Check your fuses if these are ok. Put a multimeter across the motor and operate the switch to see if you get 12v to the motor. This will probably require two people. If you get 12V to the motor then it is probably the motor that is faulty. And while you are down there check that the connectors to the motor haven't come lose or been corroded.

Cheers
Karl


----------



## scept1c

Hi Dean, I too have an Auto-Trail 696G and my problem is not the opening and closing of the step. My step gets really dirty when driving in wet conditions. The back wheel throws up all the dirt and and I have been thinking of adding a guard / mudflap.

My last motorhome was a Cheyenne and it had the same type of step. I once had the problem you describe and it is easy to resolve if it is the same fault.

If you get down and look at the left side of the step mechanism, you should see a black rubber cover. If you remove this cover which is retained by one screw, you will see a micro switch which is operated by a small lever. The problem is usually caused by mud getting lodged between the switch and the lever. All that is necessary is to clear the dirt from the switch and refit the rubber cover.

HTH


----------



## seamusog

Hi Dean,
this happened to us in Le Havre,had to get under the van,Cheyenne 840,in driving rain,pull an "R" ring in the step mechanism and manually retract the step and secure it with tie wraps.Good guys at Brownhills North East put it right,road dirt it seems.
seamus.


----------



## Fairportgoer

Thank you for the quick replies,

I can see already that the word "DIRT" seems to play a part in this problem!
I will have a look at it in the morning and report back.

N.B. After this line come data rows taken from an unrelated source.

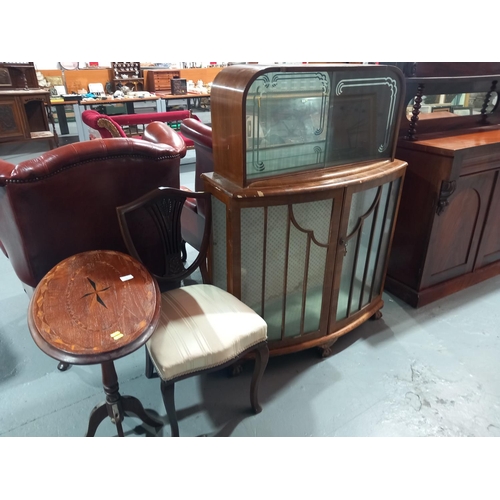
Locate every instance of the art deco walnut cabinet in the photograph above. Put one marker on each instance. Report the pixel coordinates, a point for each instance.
(447, 236)
(305, 193)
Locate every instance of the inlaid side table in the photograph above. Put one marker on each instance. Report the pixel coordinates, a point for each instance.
(95, 307)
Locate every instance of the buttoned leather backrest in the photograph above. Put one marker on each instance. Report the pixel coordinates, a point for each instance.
(64, 202)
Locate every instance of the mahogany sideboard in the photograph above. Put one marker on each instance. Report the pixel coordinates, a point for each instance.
(305, 192)
(447, 236)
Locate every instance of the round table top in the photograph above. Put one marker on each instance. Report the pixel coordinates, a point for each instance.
(94, 306)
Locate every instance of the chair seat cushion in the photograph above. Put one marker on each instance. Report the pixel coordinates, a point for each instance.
(201, 327)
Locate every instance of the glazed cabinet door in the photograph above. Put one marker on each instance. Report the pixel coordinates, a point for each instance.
(11, 120)
(278, 260)
(457, 230)
(489, 248)
(366, 230)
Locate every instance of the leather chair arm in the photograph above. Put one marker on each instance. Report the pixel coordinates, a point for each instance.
(161, 133)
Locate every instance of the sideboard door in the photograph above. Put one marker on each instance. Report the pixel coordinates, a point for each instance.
(456, 231)
(365, 235)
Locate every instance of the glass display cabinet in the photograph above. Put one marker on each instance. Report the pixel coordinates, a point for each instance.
(447, 236)
(305, 193)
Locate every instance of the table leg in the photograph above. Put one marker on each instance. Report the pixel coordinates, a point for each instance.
(116, 405)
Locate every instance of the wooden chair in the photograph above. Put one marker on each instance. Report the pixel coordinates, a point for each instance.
(202, 327)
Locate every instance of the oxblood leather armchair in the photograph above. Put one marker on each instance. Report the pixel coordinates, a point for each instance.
(64, 202)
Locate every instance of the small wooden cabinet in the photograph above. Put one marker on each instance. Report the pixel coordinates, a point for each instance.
(305, 195)
(23, 110)
(159, 79)
(448, 232)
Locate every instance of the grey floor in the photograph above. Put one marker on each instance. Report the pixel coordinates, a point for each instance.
(426, 372)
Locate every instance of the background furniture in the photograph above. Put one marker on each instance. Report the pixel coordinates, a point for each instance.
(102, 104)
(160, 79)
(202, 328)
(447, 236)
(134, 125)
(95, 307)
(305, 192)
(23, 105)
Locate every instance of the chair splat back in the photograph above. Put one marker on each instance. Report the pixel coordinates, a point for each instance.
(162, 211)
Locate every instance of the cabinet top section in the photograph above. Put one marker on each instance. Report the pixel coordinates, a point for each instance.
(279, 120)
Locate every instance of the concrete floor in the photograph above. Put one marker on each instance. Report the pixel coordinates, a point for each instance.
(426, 372)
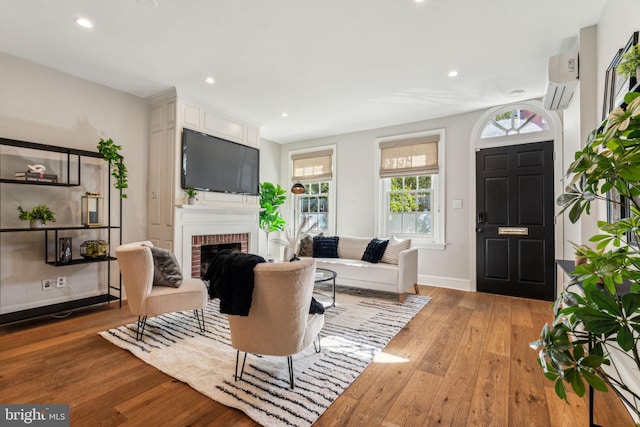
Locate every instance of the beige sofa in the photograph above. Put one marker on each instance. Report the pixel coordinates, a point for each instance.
(382, 276)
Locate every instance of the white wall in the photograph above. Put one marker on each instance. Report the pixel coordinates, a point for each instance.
(38, 104)
(356, 185)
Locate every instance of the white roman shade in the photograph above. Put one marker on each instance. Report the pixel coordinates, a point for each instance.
(312, 167)
(412, 156)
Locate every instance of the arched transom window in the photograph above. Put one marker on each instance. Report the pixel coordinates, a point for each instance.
(514, 122)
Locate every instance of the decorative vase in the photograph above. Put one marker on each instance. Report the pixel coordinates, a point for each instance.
(36, 223)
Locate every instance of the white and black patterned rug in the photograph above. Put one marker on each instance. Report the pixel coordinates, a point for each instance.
(356, 330)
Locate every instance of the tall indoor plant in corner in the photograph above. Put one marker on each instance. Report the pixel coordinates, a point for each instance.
(593, 339)
(271, 198)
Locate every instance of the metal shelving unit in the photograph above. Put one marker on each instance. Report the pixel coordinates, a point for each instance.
(112, 293)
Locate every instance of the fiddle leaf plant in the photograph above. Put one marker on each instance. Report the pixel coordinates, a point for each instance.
(271, 198)
(598, 313)
(111, 153)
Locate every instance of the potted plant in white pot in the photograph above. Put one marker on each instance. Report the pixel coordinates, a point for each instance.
(593, 339)
(38, 216)
(270, 220)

scept1c. You are right about the amount of mud and dirt that gets thrown up on the step as you are driving. We may look into getting a set of mud flaps. Have you looked into it yet and do you know how much they would cost?

Regards

Dean


----------



## scept1c

Yes Dean, I have made a few enquiries.

The dirt on the top of the step appears to be coming from the rear wheel and I have been thinking about making up some sort of shield / mudflap between the wheel and the step.

I discussed getting front mudflaps on this forum a few weeks ago. http://www.motorhomefacts.com/ftopicp-567900-.html#567900 
Grizzly has fitted mudflaps with a good result. He was very helpful and sent me a photo and they seem to be working very well. I was prepared to fit them to my van as well but my Auto-Trail is wider than his Bessacarr E530.

I spoke to a local dealer who also manufactures motorhomes to specified order and he said that the mudflaps wouldn't help much on the Auto-Trail due to its greater width. He said that it would be necessary to have custom made mudflaps but they may be unsightly because they would protrude quite a lot from the wheel arch to be effective.

I think it is partly due to the new style Fiat Ducato chassis as I didn't have such a problem on my previous old style Cheyenne on a 2006 Ducato.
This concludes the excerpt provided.